Huh? There's a ton of PowerPoint alternatives that work on Linux. LibreOffice, OnlyOffice, Collabora Office, Calligra Stage, Google Slides, the online version of PowerPoint, more techy things like LaTeX Beamer or Reveal.js. Maybe these don't have perfect PowerPoint compatibility, or some niche PowerPoint feature you need but there's plenty of slide deck making options that work on Linux.
I tried LibreOffice (Impress) for something simple and it was not good - in fact it would just freeze.
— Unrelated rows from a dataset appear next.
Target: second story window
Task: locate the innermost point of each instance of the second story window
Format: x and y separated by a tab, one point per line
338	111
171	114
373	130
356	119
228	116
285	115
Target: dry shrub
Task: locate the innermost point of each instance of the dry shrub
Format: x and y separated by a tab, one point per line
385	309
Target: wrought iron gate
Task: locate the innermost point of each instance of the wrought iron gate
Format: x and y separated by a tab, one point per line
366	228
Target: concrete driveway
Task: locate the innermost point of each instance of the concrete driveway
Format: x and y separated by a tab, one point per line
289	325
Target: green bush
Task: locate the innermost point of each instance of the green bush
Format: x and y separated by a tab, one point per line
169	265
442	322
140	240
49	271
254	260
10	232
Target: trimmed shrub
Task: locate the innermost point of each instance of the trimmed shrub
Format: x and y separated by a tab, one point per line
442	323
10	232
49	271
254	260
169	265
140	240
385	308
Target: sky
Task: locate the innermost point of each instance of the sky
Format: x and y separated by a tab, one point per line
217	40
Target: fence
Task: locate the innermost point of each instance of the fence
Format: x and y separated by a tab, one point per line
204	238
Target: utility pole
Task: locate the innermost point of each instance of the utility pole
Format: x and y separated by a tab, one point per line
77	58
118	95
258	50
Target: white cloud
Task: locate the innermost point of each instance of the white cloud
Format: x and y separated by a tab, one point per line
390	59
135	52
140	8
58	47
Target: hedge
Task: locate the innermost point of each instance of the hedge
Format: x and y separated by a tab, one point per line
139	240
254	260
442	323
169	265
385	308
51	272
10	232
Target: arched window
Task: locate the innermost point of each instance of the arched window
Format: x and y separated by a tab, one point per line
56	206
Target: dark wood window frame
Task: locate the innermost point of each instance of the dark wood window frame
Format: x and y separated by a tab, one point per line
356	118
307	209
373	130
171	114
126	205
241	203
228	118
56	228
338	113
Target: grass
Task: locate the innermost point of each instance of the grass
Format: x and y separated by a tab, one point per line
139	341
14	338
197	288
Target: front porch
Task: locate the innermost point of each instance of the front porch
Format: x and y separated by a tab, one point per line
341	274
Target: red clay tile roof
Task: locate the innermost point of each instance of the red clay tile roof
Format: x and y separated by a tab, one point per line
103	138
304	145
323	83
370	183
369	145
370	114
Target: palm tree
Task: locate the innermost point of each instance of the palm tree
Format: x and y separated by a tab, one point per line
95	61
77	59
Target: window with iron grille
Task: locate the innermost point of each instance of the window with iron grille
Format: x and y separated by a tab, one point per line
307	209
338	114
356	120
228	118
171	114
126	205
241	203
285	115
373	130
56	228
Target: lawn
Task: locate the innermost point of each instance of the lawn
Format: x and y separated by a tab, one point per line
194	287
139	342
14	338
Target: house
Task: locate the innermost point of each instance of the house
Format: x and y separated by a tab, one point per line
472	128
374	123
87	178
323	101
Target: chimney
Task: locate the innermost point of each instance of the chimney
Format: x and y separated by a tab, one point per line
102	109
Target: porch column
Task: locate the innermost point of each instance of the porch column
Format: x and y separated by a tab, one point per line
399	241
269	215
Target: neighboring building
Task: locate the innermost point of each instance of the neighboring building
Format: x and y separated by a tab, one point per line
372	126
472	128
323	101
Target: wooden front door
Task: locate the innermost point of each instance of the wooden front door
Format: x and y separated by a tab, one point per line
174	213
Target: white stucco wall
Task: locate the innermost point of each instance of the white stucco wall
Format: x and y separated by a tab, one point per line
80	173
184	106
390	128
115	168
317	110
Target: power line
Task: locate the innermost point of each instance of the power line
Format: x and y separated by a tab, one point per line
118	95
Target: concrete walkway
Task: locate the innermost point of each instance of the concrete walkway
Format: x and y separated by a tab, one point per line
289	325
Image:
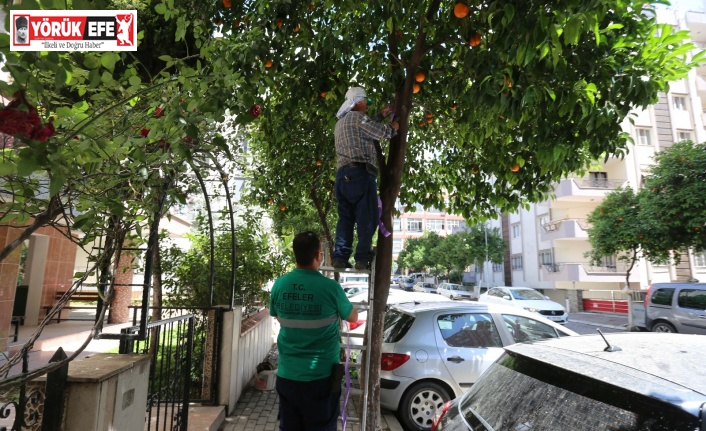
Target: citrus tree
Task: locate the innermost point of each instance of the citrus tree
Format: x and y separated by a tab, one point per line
495	99
617	229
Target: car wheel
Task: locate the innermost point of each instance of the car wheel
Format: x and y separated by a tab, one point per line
420	404
663	327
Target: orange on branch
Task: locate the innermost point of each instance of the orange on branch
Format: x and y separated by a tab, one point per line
461	10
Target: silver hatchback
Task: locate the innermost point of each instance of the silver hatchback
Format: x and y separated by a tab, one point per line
433	352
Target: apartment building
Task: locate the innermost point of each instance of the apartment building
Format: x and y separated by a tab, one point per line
547	242
414	222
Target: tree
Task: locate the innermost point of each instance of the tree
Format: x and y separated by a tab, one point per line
518	92
617	228
672	205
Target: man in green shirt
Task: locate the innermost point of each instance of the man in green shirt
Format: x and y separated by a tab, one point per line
308	306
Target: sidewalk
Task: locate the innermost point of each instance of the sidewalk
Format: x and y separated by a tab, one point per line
604	320
256	410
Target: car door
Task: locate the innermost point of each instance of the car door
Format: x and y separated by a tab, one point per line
690	312
468	343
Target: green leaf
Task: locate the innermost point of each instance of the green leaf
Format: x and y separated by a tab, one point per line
108	60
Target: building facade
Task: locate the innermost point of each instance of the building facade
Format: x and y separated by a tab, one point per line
547	242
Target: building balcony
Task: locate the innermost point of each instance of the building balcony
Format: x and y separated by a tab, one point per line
585	272
565	229
585	189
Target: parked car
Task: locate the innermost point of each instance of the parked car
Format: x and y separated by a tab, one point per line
454	291
357	329
421	286
676	307
580	383
527	298
406	283
434	351
353	290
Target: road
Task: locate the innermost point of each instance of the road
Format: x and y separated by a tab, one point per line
590	329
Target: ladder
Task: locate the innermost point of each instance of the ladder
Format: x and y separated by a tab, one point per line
347	394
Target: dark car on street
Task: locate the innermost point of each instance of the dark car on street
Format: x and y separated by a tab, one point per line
628	382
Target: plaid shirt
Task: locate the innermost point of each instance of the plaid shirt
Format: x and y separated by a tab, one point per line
355	133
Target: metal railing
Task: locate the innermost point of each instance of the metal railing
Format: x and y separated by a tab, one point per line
170	342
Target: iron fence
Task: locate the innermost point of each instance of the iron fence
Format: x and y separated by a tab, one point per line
170	342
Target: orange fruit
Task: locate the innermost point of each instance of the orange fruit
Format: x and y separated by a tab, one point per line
461	10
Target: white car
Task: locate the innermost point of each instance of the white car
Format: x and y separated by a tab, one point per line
422	286
435	351
454	291
396	296
527	298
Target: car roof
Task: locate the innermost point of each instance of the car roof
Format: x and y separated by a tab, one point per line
674	360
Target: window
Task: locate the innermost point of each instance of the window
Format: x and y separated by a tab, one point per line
683	136
692	298
396	225
396	245
436	225
516	230
516	262
545	257
679	103
644	137
663	296
453	224
414	225
469	330
524	329
598	179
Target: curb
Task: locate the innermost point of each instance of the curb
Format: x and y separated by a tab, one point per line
602	325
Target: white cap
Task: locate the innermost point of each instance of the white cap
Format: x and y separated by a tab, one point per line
353	96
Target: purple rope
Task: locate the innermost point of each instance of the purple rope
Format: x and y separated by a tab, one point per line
344	415
383	229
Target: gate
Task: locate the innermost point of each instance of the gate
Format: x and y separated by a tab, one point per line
170	343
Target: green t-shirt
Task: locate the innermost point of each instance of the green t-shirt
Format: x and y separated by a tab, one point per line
308	306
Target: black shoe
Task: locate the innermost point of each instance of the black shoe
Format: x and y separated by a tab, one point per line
340	263
359	265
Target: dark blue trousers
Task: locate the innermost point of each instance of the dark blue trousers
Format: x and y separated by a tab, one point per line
307	406
356	192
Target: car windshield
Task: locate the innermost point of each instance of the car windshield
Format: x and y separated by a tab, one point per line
526	295
517	393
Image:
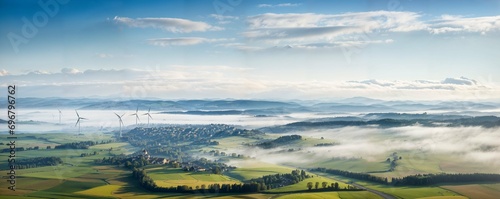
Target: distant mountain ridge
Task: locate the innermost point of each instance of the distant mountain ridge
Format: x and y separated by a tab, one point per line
257	107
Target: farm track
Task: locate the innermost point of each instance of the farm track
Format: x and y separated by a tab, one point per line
381	194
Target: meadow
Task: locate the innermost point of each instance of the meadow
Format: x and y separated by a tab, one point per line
170	177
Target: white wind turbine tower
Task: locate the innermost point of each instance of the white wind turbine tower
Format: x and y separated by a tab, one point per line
149	115
60	113
136	115
121	122
78	121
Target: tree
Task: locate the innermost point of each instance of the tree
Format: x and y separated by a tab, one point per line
217	170
309	185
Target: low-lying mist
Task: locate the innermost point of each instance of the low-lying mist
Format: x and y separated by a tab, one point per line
474	145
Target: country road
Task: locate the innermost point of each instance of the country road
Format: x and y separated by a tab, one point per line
381	194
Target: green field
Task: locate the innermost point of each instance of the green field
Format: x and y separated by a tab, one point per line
169	177
400	192
332	195
473	191
322	195
250	169
303	184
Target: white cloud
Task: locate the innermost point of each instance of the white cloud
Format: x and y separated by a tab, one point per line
232	82
460	81
104	55
175	25
306	28
278	5
183	41
450	24
70	71
224	19
3	72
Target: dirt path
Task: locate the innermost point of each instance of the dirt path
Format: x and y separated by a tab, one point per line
381	194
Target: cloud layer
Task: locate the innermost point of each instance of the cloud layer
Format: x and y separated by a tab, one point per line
232	82
175	25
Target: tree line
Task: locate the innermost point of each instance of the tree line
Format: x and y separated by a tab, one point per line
281	180
279	141
419	179
37	162
359	176
80	145
430	179
253	186
149	184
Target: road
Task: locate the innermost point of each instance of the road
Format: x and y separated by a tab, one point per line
381	194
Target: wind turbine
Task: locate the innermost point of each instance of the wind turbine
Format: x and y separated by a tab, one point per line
78	121
149	115
60	113
136	115
121	122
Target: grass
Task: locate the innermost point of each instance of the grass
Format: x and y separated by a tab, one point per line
321	195
473	191
400	192
105	190
358	195
175	177
249	169
354	165
445	197
303	184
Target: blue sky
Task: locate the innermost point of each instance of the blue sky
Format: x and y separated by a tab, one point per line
252	49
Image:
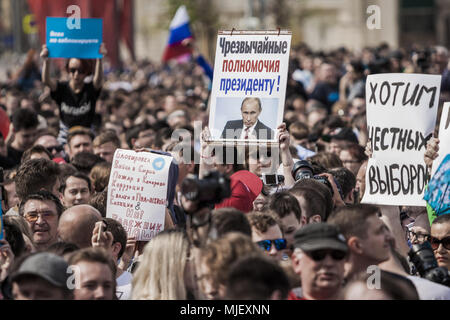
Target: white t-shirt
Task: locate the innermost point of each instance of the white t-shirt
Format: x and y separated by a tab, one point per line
123	290
429	290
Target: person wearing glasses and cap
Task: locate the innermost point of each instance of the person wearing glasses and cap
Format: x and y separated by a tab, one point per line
440	240
319	259
42	210
76	98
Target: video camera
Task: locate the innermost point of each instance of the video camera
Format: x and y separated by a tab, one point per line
422	256
303	170
206	192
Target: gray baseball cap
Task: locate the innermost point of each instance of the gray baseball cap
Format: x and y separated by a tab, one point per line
317	236
45	265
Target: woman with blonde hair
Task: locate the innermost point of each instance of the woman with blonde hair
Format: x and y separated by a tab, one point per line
163	268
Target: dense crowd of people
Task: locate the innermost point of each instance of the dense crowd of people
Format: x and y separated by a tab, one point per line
305	237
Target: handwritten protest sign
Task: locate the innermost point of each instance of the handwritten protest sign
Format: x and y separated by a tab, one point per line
444	137
438	192
401	115
137	192
83	43
249	85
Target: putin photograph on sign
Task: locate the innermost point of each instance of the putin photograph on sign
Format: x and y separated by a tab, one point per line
250	126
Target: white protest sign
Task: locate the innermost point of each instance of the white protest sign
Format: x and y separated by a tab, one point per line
250	72
401	115
137	192
444	137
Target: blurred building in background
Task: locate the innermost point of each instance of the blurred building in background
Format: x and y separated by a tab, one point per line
139	28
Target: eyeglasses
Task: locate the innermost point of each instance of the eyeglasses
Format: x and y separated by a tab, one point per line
32	217
319	255
266	245
435	243
73	70
56	148
418	236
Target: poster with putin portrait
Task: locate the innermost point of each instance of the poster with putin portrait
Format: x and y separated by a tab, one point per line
249	85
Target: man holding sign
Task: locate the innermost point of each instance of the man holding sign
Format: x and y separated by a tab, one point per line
76	99
401	115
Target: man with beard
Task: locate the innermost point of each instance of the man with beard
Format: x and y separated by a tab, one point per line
42	210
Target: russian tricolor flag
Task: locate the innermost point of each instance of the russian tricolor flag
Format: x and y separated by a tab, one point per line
179	30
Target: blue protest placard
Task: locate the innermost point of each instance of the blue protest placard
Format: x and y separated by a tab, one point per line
438	192
83	42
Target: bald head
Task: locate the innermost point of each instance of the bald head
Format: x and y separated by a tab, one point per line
77	223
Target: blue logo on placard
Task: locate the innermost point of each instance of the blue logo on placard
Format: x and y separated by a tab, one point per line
158	164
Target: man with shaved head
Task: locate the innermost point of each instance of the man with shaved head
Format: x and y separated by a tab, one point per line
77	223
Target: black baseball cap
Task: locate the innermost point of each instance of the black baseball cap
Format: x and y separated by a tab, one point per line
318	236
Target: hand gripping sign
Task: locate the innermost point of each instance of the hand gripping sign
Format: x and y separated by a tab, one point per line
401	115
249	85
83	42
137	192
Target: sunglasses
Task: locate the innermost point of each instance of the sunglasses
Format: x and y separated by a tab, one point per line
435	243
420	237
266	245
56	148
34	216
73	70
319	255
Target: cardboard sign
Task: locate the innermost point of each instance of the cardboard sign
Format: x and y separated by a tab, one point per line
444	137
401	115
82	43
438	191
249	85
137	192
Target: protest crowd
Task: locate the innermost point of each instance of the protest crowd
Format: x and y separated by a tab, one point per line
304	236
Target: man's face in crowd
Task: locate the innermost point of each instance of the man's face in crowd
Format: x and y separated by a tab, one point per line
250	112
376	244
272	233
321	278
145	139
52	145
39	155
290	224
106	151
36	288
335	146
11	194
80	143
3	148
25	138
96	282
441	231
42	218
361	180
209	287
76	192
349	162
76	73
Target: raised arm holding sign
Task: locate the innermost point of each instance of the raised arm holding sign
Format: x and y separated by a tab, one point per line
401	115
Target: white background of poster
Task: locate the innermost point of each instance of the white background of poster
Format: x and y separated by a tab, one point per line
393	114
137	192
279	89
444	137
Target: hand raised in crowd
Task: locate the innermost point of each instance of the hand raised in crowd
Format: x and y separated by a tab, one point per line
128	253
103	50
44	52
100	237
337	200
431	153
6	259
368	150
284	137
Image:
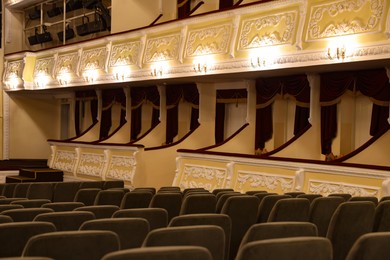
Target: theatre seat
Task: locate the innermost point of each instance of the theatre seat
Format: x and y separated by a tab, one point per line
75	245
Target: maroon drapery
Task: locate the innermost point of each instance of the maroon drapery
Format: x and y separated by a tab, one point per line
152	95
109	98
296	86
225	96
81	98
183	8
372	83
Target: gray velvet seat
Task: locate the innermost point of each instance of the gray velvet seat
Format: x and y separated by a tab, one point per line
272	230
171	202
65	191
292	209
139	199
109	197
66	221
266	205
157	217
292	248
208	236
75	245
382	217
309	196
20	215
100	211
222	197
217	219
14	236
40	191
242	211
9	206
86	196
371	246
365	198
161	252
63	206
30	203
131	231
196	203
321	212
21	190
5	219
350	220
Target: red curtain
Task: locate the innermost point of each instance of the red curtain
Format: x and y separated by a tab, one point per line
81	98
372	83
295	86
225	96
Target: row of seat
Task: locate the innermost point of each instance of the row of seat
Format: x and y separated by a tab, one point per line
129	238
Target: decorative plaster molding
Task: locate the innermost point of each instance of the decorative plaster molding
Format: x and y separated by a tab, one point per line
91	164
125	54
327	187
271	30
162	48
266	180
344	17
122	168
209	40
202	176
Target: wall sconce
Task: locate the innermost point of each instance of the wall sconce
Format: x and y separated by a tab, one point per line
121	73
91	75
336	53
257	61
41	79
157	71
12	81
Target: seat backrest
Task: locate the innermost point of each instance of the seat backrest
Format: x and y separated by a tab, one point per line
365	198
109	197
161	252
41	190
196	203
131	231
100	211
242	211
5	219
309	196
217	219
139	199
209	236
30	203
171	202
66	221
318	248
292	209
14	236
266	205
270	230
350	220
65	191
21	215
382	217
86	196
321	212
370	246
10	206
20	190
63	206
157	217
75	245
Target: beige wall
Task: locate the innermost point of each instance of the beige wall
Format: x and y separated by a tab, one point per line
31	122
Although it did have a feature on MacOS that PowerPoint for Mac didn't, so I ended up using Impress for the first little bit and then PowerPoint for the rest.
Presentation has been a solved problem for more than 2 decades already.
Whenever we are talking migration out of the windows world, there is always a group of MS fanboys that pretend that you can't replace a software with another one if it doesn't even have the exact same set of features down to the smallest details while totally ignoring the interesting features the replacement can have.
The reality is there are never 1:1 replacement and Microsoft would have never had any sort of success in the office area to begin with that sort of nitpicking.
I'd think the only Office part difficult to replace is Excel. It has a lot of functionality, provides a lot of value and is the workhorse of most business processes I see. Now how do you replace THAT?
Poor mother Earth, this race is unsustainable. In order to satiate guys like geohot we are pillaging the natural resources, destroying ecosystems, fucking up the climate.